THE MENENDEZ TRIAL: State Department Official Broached Port Security Contract to Dominican Republic Prez

Menendez

NEWARK – Under pressure from Sen. Bob Menendez to deliver a “suitable way ahead” for a port security contract held by the senator’s friend Dr. Salomon Melgen, a US Assistant Secretary of State raised the issue in a face-to-face meeting with the president of the Dominican Republic, jurors in the federal corruption trial of Menendez and Melgen heard this morning.

The trip to the Dominican Republic was scheduled after a meeting between Menendez and Assistant Secretary for the Bureau of International Narcotics and Law Enforcement Affairs William R. Brownfield, Brownfield’s subordinate Mark Wells testified. After the May 2012 meeting with the senator, Brownfield informed his staff they had until July 1 to present a good course forward for Melgen, or Menendez would call hearings on Caribbean port security, Wells said.

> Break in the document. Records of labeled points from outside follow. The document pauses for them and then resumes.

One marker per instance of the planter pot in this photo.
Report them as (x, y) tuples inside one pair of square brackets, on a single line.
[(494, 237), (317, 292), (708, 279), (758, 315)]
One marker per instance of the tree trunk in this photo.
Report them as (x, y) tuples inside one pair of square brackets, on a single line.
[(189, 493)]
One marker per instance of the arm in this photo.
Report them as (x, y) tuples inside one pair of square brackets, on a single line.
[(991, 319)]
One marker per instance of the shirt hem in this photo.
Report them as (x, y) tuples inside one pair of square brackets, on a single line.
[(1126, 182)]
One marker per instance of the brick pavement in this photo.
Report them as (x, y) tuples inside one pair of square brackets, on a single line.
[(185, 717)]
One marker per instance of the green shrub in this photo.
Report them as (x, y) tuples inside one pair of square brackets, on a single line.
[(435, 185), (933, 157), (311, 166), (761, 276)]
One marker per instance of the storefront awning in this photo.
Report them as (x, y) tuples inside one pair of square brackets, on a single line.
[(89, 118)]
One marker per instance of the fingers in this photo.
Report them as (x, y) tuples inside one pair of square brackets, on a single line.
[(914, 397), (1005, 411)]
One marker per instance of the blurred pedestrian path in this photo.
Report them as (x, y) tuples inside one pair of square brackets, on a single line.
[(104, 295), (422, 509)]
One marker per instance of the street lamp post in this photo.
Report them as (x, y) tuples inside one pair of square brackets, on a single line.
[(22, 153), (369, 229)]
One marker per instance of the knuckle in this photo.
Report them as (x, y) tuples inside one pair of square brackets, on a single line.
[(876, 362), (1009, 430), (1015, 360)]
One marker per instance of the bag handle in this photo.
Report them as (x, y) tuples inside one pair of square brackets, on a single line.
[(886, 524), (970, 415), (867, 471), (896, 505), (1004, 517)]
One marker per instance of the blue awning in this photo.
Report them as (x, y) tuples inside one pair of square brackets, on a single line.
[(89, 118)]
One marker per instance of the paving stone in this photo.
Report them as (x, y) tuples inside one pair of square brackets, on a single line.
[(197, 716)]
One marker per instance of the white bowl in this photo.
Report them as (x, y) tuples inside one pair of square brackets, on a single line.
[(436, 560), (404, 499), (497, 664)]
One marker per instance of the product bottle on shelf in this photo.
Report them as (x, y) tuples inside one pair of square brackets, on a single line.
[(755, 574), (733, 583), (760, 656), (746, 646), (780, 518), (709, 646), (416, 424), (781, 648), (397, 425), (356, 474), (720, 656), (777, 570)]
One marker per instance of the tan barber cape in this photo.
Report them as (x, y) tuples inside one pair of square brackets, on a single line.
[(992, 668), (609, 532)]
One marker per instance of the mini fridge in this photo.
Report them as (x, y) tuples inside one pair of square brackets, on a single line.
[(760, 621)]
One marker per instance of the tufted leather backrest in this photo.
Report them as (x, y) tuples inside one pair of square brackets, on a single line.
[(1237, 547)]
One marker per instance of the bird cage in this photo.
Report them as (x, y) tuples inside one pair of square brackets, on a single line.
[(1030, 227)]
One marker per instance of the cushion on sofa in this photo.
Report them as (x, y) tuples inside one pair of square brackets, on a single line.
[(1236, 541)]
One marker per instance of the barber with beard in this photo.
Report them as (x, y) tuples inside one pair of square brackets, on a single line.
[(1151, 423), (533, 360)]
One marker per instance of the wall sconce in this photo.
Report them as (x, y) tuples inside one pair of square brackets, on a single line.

Brownfield traveled to the Dominican Republic in October 2012, adding a leg to a trip to Colombia. It was a prime audience for expressing concern over ICCSI, the company Melgen had a 50% stake in and which had an exclusive contract to screen cargo containers at the Caribbean nation’s ports.

 
“I recall the subject of the port security contract being raised, ” said Wells, who federal prosecutors called as a witness this morning.
 
Brownfield’s trip to the Dominican Republic was not on his schedule prior to the meeting with Menendez, Wells testified. Melgen was concerned the US State Department was donating X-ray scanners to the Dominican Republic and the island nation’s government had not fulfilled ICCSI’s contract for years, State and Commerce officials testified yesterday.
 
At the time of the dispute, Menendez was a member of the Senate Foreign Relations committee and the chair of the Western Hemisphere subcommittee.
 
The New York Times reported in 2013 that Melgen’s port security contract was likely worth $500 million over a 20 year period.
 
Menendez’s defense attorney Abbe Lowell tried to downplay how unique the meeting was by introducing into evidence a memo memorializing a similar talk between Menendez and Brownfield the year before.
 
Lowell found himself in the headlines outside the courtroom today, as an email prankster made Lowell believed he was talking to client Jared Kushner in messages published by Business Insider.  In the emails, Lowell told the fake Kushner he needed to see emails from Kushner’s private server before any were deleted. Lowell has had no comment on the incident, or much else, today and since the trial began.
 
The parade of North Jersey Democrats supporting the senior senator at his trial continued this morning. Assembly Speaker Vincent Prieto spent about two hours in the gallery on the defendants’ side listening to testimony.